Here’s another small clip from my novel, Hippies. In this one, several characters of the two-house commune are being introduced as they play around in the yard. (The two houses are the Duck and the Island.) Had you the decency to read the book, you’d know about half of these characters from the previous chapter.

Duck common residents: Ziggy, Jazmine, Ragman, Stormy, Rose Petal
Island common residents: Tex, Hoss, Gina, Pepper

x x x

Stormy paused, and Rag walked back into the elongated house, the Duck. Meanwhile, Gina and Hoss came out of the fat square house, the Island, from across the yard. Gina was a tiny, quiet thing, and Hoss a big, garrulous walrus of a man – perhaps too garrulous. Like Pepper, he did not know when to shut up, but with completely opposite results. She was all waspish wit, ready for a smack-down, and he was all love and trust and geniality, with a ready bear-hug for any stranger. Indeed, it was his affability that led him to think that a tray of pot brownies would be enjoyable for all at a faculty/student social his sophomore year. That he was expelled for such a kindness seemed a cosmic injustice, but he was good enough with the guitar to make a few bucks at cafes and on the street, and he did contract work at bigger music venues like The Warehouse, so he took it all in lumbering stride. Gina’s place in the Island was ambiguous, as the best anyone could tell was that she moved between the Island bedrooms of Hoss and Pepper, occasionally shifting to the couch if she needed her own space and no bohemian transients were in town and on it. Tex held the remaining bedroom in the Island and he mostly kept his room to himself.

“Hey, Stormy, where’s the Rag?” bellowed Hoss.

“He’s inside watching Rose Petal.” Rose Petal was Stormy’s two-year-old daughter. Together with Ragman, Ziggy, and Jazmine, this mother-daughter pair completed the permanent roster of Duck residents, at least for the time being. Of course, both the Duck and the Island had their parade of transients and hangers-on.

“Hahaha, that Rag,” roared Hoss inexplicably, shaking his head like a giant potato all covered with coarse, bushy hair.
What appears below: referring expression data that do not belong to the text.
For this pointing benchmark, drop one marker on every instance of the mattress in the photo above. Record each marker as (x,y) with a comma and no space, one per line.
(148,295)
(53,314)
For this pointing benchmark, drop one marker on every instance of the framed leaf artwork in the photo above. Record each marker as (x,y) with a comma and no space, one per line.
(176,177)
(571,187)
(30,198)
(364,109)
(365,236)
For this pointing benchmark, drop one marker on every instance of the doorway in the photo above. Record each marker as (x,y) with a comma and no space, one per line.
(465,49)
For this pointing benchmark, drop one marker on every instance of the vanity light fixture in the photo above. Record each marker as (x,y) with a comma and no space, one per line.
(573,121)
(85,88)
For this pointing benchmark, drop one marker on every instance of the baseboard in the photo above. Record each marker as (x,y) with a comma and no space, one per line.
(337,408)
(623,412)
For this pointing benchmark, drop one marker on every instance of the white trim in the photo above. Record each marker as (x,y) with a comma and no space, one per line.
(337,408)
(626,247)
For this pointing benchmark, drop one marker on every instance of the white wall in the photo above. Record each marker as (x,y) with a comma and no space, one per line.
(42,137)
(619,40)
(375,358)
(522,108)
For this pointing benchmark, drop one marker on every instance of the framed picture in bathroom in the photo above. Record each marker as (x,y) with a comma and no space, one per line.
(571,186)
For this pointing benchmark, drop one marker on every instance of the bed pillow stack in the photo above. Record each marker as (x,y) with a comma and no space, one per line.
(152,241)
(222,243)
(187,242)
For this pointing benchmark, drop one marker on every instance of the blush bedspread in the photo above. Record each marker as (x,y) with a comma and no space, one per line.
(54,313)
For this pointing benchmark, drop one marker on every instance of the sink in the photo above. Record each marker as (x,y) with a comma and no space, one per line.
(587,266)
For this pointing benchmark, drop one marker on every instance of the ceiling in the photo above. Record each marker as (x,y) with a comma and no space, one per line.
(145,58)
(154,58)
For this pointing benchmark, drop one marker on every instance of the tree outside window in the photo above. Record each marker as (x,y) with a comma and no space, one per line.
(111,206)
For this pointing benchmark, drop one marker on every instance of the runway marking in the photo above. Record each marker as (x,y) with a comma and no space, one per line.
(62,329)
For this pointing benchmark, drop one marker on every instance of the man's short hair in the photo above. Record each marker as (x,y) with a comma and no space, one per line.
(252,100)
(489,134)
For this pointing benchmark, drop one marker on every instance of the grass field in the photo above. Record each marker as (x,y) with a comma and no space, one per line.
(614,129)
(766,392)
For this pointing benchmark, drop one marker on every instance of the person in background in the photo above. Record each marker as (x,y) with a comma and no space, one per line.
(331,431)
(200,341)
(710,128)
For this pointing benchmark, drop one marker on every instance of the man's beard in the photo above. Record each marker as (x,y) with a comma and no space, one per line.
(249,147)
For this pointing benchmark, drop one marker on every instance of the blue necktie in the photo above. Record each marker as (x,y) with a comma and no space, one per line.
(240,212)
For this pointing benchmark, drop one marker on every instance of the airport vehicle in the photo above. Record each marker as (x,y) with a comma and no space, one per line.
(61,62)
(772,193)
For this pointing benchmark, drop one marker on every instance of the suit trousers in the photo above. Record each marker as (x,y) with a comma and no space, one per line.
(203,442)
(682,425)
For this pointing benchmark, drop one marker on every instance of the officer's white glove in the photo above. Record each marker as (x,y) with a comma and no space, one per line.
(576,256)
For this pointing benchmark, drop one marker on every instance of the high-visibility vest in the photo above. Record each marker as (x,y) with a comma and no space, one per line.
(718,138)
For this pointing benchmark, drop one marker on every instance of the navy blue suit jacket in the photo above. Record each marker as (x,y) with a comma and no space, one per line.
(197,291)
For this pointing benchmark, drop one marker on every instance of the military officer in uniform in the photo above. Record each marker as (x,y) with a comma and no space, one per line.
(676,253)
He unclasped his guitar case, and he and Tex plucked out a few lines together. Then Tex strummed out the first chords of a song, and Hoss laid on with the notes. Hoss would sing this one, mellowing his voice to the sweet timbre of a Jewish cantor on a High Holiday.

A new day is coming, people are changing
Ain’t it beautiful, crystal blue persuasion . . .

In the pauses one could tell — Tex was good, but on guitar Hoss was master.

“My god,” Jazmine said. “Look at that crescent moon and Venus so bright. It’s like something planetary is really happening. A sign of something coming.” Everyone looked at the sky, a velvet blanket full of stars, no doubt, but with the moon and Venus most illustrious.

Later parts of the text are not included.